写真をもとに歴史を繋ぐ「港まちやいづ物語」』

《担当コーディネーターのふりかえり》

静岡県文化プログラムの実施団体のみならず、世界中の文化・芸術活動が日に日に萎縮して行く中、自らの暮らしに根付く文化や芸術活動、経済活動、人と人の繋がりを萎縮させない方法を誰もが模索していただろう。

2020年の東京オリンピック・パラリンピックで訪日する外国人へのおもてなしとして想定されていた事業も、訪日外国人が見込めなくなり対象を変更せざるを得ない状況となった。国際的なイベントを契機に地域への関心を「外から」集めることを想定していたものは、必然的に地域の「内から」の関心へと目的を変えることが求められることとなった。

当初は焼市もオリ・パラでの訪日客を焼津市に呼び込むべく、港まちの象徴とも言える「大漁旗」や「魚河岸シャツ」をアレンジした手ぬぐいや新しいシャツを文字通りフラッグシップとして地域住民で着用し、「日本の港まち」をアピールすることを狙っていた。しかしながら事業を進める準備の段階で、参加者が手ぬぐい等を着用する予定としていたスポーツイベントなどが延期、延期、中止となり、手ぬぐいを披露する機会を失ってしまった。

手ぬぐいや新しいシャツに込めようとしていた思いは、何だったのだろうか。
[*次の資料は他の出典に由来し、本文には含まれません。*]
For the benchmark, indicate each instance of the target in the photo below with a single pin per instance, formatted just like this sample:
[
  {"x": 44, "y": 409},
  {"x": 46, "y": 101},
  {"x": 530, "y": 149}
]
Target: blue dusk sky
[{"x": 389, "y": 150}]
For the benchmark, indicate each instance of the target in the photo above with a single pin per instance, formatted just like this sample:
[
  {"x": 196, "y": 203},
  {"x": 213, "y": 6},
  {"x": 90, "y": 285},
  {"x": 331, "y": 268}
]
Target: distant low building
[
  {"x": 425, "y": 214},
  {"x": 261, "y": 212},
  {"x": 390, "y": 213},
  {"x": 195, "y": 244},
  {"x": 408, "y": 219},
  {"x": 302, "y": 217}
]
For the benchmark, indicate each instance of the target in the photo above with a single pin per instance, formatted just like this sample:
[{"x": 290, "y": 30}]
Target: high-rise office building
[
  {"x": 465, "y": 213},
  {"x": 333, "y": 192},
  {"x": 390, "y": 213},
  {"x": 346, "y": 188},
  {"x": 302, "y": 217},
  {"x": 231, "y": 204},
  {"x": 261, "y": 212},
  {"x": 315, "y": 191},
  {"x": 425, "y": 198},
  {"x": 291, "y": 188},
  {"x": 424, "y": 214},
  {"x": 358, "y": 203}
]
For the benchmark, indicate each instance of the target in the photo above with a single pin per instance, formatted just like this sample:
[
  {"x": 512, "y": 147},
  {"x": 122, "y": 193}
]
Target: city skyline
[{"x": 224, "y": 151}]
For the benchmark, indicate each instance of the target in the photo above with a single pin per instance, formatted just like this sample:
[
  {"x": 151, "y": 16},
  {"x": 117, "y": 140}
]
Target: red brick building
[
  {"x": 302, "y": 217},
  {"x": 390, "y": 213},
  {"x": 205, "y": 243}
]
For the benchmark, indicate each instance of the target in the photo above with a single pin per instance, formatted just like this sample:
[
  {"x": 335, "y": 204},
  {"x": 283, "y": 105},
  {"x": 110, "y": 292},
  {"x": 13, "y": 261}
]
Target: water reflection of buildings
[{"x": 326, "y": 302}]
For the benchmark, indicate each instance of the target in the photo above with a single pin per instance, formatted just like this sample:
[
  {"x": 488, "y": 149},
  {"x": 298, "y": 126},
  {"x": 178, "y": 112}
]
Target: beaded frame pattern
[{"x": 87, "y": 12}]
波や魚などの独特の「柄」として目に見えるものなのか、港で築き上げられた「結びつき」や「感謝の気持ち」のように目に見えないものなのか。

ウィルスという全く想定していなかった要因に、大いに振り回されることにもなったが、反面基本に立ち返りじっくりと考え抜く機会ともなったのではないだろうか。

皆がそろって新しいシャツを着ることはできなかったが、お馴染みの「柄」を染め抜いた手ぬぐいを配布し、皆が「豊か」になることを祈ったという。簡素な木綿の布を染める模様が、「柄」から「結びつき」へと人の手によって変化する瞬間である。きっと、これが「文化」ならではなのだろう。